Sejarah Hubungan Panas Pasar Senen dengan Si Jago Merah

Jumat, 20 Januari 2017 – 09:55 WIB
LUDES: Kebakaran di Pasar Senen, Jakarta Pusat, Kamis (19/1). Foto: dokumen JPNN.Com

jpnn.com - jpnn.com - Pasar Senen, Jakarta Pusat terbakar lagi. Sejak dibangun bersamaan dengan Pasar Tanah Abang oleh Yustinus Vinck pada 1735, si jago merah kerap menghancurkannya.

Namun, Pasar Senen tak pernah benar-benar luluh oleh api. Pasar tertua di Jakarta ini selalu mampu bangkit lagi, menjadi poros perputaran transaksi dan jual beli, juga mewarnai peradaban Jakarta.

BACA JUGA: Susah Tidur di Malam Sebelum Pasar Senen Terbakar..
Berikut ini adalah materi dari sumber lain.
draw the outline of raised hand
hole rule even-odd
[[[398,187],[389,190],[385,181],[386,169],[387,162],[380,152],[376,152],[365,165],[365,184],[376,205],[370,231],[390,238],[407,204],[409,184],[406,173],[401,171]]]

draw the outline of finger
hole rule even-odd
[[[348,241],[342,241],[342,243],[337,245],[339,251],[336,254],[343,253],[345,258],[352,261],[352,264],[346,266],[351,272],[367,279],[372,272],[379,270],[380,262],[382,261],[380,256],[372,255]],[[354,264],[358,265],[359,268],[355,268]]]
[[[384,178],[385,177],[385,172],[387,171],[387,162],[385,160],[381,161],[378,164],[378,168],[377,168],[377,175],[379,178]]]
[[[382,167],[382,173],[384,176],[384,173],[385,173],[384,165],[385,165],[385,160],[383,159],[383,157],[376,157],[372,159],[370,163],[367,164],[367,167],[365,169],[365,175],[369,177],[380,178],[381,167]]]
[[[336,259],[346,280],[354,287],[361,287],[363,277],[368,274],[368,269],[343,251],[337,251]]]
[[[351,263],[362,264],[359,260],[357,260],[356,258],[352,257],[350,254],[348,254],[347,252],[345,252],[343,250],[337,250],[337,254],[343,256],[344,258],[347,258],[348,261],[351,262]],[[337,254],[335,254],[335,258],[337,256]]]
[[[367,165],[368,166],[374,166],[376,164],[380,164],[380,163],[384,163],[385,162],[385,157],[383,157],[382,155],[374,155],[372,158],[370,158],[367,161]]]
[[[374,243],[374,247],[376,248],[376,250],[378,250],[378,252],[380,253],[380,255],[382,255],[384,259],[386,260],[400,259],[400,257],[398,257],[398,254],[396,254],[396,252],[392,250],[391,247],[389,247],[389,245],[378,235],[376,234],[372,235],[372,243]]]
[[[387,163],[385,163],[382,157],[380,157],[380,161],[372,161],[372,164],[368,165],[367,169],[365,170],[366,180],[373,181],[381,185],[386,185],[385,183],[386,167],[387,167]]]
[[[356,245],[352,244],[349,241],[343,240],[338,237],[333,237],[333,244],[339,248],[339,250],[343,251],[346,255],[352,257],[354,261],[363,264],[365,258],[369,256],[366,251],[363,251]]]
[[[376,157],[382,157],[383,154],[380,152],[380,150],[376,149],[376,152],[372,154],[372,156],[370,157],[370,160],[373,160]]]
Herman Malano, penulis buku Selamatkan Pasar Tradisional menyebut Pasar Senen pada tahun-tahun 1900-an pernah menjadi surga belanja yang mengalahkan Singapura.

"Pada saat itu Pasar Senen mencapai puncak kejayaan dan dijuluki Queen of the East," tulis aktivis Asosiasi Pedagang Pasar Seluruh Indonesia itu dalam bukunya.

BACA JUGA: Herianto Nekat Loncat dari Kereta, Jualannya Ludes Juga

Pada masa-masa itulah Pasar Senen menjadi arena para pemuda dari berbagai daerah berkumpul.

Letaknya yang tak jauh dari gedung Theater Schouwburg Weltevreden yang kini dikenal dengan nama Gedung Kesenian Jakarta dan sekolah maupun asrama para calon dokter STOVIA menjadikan Pasar Senen strategis sebagai tempat ideal untuk wandelen alias jalan-jalan sekaligus nongkrong di masa itu.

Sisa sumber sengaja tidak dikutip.